Dr. Khameer Kidia: Empire of Madness
Listen Now
SUBSCRIBE ON
Apple Podcastsby The Second City
-
Apr 07, 2026
Kelly connects with Dr. Khameer Kidia, a writer, physician, and anthropologist at Harvard Medical School and University of Zimbabwe. A Rhodes Scholar and 2023 New America Fellow, Dr. Kidia has worked on global mental health research, practice, and advocacy for the last decade. He has a new book, “Empire of Madness: A Physician’s Case for Reimagining Global Mental Health.”
You open the book on a bench, under a tree in Zimbabwe where a grandmother is talking to a younger woman. What is happening in this scene?
“So, this is a scene from the friendship bench, which is this intervention that was developed by a psychiatrist from Zimbabwe, Dixon Chibanda, a friend of mine, brilliant, brilliant guy, who saw the emotional and psychological toll that the political and economic environment was having on folks in Zimbabwe where at one stage in the early 2000s, the prevalence of depression, anxiety, and those kinds of common mental disorders was greater than 30%. So much greater than we would expect. And he designed these benches that go outside of clinics, somewhere shady, in public so everyone can see that this is happening. It’s not something hidden away. And on these benches, he trained grandmothers, many of them illiterate, to deliver basic cognitive behavioral therapy in six sessions. And he did that with them in concert. They came up with the principles and idioms that they would use to address those mental health problems that were local to Zimbabwe. For example, folks in Zimbabwe don’t say, ‘I’m depressed’ or ‘I’m anxious.’ They say, ‘Kufungisisa – I am thinking too much.’ And so, these are like natural idioms that people use to express their distress. And the grandmothers felt like these would be far more appropriate than some of the psychiatric terms that Dixon was asking them to use. And he listened to what they were saying.”
You talk about a reframe of mental illness and I just had a conversation where I told my friend I was 80% fine and 20% filled with existential dread.
“Yeah, you know, I think a lot of mental distress, I want to reframe away from the idea of pathology or abnormality.
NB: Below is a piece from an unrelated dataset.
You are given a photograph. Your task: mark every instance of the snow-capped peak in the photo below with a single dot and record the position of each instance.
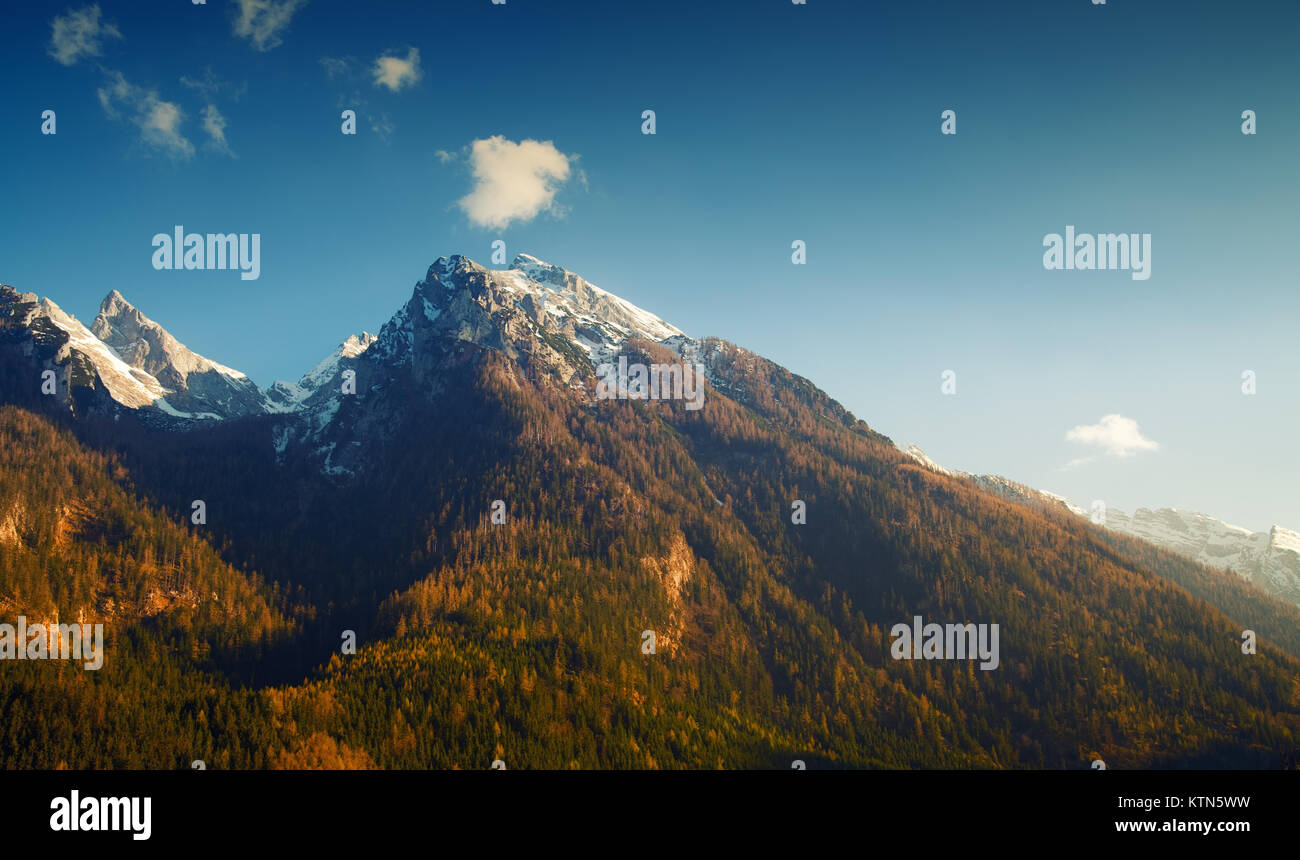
(290, 396)
(199, 386)
(129, 386)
Because I think that that can be a very alienating framing for the way that folks kind of think about their mental distress. Instead, if you think about all that is going on in the world right now and how awful it is, feeling 20 % existential dread, that sounds very, very normal to me. That is a normal reaction to some toxic, toxic circumstances.”
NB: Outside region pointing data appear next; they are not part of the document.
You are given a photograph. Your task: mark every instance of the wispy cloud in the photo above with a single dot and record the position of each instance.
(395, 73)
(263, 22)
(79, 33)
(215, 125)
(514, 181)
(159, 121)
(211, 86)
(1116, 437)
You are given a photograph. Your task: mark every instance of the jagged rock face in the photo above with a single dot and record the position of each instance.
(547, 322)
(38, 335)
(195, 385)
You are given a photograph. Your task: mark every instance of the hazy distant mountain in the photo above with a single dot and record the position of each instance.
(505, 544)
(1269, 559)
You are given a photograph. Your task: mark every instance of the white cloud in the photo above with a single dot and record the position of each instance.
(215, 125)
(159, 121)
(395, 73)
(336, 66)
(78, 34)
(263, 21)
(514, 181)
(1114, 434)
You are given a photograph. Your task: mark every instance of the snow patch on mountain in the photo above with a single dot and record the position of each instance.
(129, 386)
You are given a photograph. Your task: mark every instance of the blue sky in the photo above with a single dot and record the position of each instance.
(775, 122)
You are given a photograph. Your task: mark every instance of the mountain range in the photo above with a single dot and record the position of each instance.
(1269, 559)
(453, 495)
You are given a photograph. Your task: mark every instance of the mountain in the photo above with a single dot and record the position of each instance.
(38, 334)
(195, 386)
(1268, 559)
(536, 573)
I know in my experience in medicine, being able to Yes, And with my caregivers was absolutely crucial in my care.
“I think that’s very powerful. And I wanted to share that I have encountered ‘Yes, And’ before in my medical training. It was something that was taught to us by an incredible mentor of mine who is this expert in like patient doctor communication. And her name is Amy Ship and she was my program director at Brigham. And She taught us about ‘Yes, And’ – and it taught us how to take ‘Yes, And’ into our patient encounters. And it totally changes the whole experience of being with someone and sitting with them. It transforms the very kind of hierarchical relationship between patient and doctor to just come down to the same level and say: I’m here for you.”